The revenue collected from the property tax is called the tax levy. For each local government unit, the increase in this levy is limited by the state’s maximum levy growth quotient (MLGQ). This rate is based on the six-year average of non-farm personal income growth. The six years used for the MLGQ for 2021 are 2014 through 2019—before the recession. The DLGF has already set the 2021 quotient at 4.2%.

Each local government unit recalculates tax rates each year, by dividing the budgeted levy by taxable assessed value. Total taxable assessed value growth averaged 2.5% per year in the second half of the 20-teens expansion. If that continued for another year, and levies rise with the MLGQ, 4.2%, average tax rates will rise by about 1.7%. Tax bills are the product of taxable assessed value and the property tax rate. The base rate of farmland will fall 17.9%, so a tax rate rise of 1.7% will leave little doubt that almost all farmland owners will see tax bill reductions in 2021.

Pay-2022 is a different story. That’s the year that 2020 values will enter the base rate formula, and the taxable assessed value of property, and the MLGQ 6-year average income growth. We predict a 3.9% decline in the base rate. What might happen to the average property tax rate?

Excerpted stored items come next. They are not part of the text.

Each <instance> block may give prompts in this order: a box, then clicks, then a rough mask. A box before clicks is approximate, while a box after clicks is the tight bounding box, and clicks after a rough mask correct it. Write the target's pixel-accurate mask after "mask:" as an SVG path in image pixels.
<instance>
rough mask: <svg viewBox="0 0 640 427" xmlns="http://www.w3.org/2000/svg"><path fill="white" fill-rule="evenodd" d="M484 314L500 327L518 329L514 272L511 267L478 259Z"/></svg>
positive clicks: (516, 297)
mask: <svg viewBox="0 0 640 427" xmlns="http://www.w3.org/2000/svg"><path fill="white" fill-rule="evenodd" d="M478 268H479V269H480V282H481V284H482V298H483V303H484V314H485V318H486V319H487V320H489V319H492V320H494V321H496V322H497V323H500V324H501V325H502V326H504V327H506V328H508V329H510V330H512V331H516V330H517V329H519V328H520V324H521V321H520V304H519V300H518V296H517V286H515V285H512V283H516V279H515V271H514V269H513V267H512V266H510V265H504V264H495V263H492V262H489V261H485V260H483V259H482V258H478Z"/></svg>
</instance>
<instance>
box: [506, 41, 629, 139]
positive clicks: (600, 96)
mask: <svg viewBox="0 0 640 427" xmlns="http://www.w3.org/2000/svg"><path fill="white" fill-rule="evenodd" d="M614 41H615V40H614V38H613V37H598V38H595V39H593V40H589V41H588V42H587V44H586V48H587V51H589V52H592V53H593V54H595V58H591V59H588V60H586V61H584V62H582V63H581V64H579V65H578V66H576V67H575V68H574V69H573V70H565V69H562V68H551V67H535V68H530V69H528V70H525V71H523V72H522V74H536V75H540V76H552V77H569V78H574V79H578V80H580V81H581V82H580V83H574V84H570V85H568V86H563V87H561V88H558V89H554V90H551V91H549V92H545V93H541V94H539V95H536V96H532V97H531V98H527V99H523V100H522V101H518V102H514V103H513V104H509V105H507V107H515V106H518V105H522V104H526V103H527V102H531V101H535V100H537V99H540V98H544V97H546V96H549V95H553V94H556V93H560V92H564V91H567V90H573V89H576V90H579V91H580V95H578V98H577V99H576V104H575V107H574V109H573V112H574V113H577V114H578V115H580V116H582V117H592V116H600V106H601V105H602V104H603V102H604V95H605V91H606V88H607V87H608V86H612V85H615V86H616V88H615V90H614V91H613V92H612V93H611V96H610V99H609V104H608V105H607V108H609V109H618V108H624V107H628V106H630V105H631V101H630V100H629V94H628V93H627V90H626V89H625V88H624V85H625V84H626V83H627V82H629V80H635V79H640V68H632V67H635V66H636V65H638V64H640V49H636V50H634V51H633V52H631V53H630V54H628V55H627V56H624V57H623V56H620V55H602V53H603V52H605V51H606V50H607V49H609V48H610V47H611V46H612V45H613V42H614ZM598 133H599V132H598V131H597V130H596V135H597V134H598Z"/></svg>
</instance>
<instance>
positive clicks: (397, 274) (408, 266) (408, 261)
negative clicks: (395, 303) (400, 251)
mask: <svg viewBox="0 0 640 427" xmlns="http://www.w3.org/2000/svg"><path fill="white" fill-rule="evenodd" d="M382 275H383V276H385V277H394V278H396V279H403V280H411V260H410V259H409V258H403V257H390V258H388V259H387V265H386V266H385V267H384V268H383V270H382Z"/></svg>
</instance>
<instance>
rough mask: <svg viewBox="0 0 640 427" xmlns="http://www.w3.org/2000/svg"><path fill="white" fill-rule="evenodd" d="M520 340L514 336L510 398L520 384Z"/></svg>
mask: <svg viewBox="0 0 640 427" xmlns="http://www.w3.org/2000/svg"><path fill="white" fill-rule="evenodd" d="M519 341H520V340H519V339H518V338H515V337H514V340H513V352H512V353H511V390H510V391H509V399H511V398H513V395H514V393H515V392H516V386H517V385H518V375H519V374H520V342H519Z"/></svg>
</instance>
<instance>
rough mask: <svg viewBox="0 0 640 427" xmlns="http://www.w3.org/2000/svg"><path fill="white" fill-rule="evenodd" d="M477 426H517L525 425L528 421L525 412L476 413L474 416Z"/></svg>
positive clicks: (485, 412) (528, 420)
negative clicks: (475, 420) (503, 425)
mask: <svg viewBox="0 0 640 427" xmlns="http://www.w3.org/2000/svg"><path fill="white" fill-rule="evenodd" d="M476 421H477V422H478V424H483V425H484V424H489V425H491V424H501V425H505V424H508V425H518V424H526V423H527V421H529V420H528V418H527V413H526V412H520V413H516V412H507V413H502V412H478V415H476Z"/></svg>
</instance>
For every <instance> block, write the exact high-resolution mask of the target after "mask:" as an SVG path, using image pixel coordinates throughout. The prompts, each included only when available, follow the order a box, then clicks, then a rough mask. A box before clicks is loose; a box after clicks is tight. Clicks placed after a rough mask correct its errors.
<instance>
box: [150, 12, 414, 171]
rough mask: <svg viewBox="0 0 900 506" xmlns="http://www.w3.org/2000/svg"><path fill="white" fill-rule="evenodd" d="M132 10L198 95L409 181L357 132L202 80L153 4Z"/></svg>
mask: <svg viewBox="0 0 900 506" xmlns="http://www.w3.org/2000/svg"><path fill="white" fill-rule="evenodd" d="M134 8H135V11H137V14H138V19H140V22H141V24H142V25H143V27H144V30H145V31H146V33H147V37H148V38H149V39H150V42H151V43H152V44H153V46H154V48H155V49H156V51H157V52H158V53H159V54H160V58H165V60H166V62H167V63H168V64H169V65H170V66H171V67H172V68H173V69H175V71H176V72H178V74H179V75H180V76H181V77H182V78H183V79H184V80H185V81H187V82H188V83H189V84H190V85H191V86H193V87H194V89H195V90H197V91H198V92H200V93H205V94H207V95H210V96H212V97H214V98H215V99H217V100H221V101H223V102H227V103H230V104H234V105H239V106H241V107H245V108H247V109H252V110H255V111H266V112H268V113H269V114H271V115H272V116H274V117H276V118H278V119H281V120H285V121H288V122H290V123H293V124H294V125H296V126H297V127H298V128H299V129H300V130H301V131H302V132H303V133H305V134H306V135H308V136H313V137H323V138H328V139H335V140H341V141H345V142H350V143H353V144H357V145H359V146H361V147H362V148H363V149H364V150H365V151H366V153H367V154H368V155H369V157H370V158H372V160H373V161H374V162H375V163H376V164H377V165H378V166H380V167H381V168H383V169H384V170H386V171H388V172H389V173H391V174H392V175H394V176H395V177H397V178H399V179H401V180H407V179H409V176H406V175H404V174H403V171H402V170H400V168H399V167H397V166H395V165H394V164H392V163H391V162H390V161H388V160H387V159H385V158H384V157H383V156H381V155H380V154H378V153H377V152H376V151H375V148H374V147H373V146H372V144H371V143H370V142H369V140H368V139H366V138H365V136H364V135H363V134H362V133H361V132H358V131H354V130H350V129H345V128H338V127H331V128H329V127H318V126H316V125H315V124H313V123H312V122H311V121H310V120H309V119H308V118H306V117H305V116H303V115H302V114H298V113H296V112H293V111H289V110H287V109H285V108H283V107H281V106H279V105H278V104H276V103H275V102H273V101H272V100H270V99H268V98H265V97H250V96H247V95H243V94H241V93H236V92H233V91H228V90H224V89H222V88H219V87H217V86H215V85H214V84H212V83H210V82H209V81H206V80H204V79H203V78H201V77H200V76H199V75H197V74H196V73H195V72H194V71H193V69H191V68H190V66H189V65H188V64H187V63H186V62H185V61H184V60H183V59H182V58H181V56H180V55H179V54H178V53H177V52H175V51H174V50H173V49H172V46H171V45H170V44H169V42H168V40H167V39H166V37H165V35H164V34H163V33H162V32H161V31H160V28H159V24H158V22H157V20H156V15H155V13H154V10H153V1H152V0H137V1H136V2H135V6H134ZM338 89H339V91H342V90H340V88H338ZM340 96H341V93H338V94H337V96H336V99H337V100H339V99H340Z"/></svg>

Assessed values are vulnerable to recession. In recessions, the values of homes, business buildings, and business equipment tend to fall, and new construction and purchases are reduced. If this happens in 2020, assessors will record the changes in 2021, and lower assessed values will be used for tax bills in 2022.

We have experience with only one recession since the current assessment procedures came into use. That was the Great Recession of 2007-2009. Figure 2 shows what happened to gross assessed values in pay-2010 through pay-2013. The later years account for the two year lag between economic events and tax bills. Gross assessed values are those determined by local assessors. Deductions are subtracted to get taxable (or net) assessed value. Deductions are affected by policy changes, so gross assessed value is the better measure of a recession’s effect.

Statewide, gross assessed value fell in 2011 and 2013, and barely increased in 2012. More than two-thirds of Indiana counties experienced at least one year of assessed value decline, and in 2013 alone, 54 counties saw their assessed values drop.

Many of the counties that saw assessments rise were rural, where farmland is a large share of assessed value. The farmland base rate was rising rapidly during 2010-13 (Figure 1). We know that will not happen again. Rural county assessments will behave more like urban and suburban counties this time.

So assessed values can fall or grow slowly after recessions. Will they fall after the corona-recession? Perhaps not. The Great Recession began with a housing crisis. Home values fell, and home construction dropped even more. This does not appear to be happening in 2020. Instead, retail and commercial real estate may be affected. Sales at restaurants, clothing stores, electronics stores, and gas stations are down. Telecommuting may reduce the demand for office space. If these changes affect property values, construction and equipment purchases in 2020, assessments could fall in 2021, and tax bills would be affected in 2022.

Figure 2. Indiana Statewide Gross Assessed Value Growth, Number of Counties with Growth >2% and Number of Counties with Declines

Figure 2.

Incomes fall during recessions. The MLGQ fell after the Great Recession. It dropped below 3% from 2011 to 2016, then rebounded to near 4% in 2017. That’s the year when the 2009 income decline finally left the formula. Unemployment is up and pay is down in 2020, which should reduce income growth. However, the CARES act delivered more than $2 trillion in additional unemployment benefits and direct aid to individuals. Total income has increased from 2019 as a result. It’s possible that the MLGQ will not fall as much in 2022 as it did in 2011.

If taxable assessed values do not grow for pay-2022, while the MLGQ rises between 3% and 4%, tax rates will also increase 3% to 4%. We predict the pay-2022 base rate of farmland will fall by 3.9%. This drop could be offset by a rise in tax rates. Rate changes will vary with levy and assessed value changes in each county, school district and other local unit. In 2022, some farmland owners will see tax bill reductions, but others will see tax bills rise.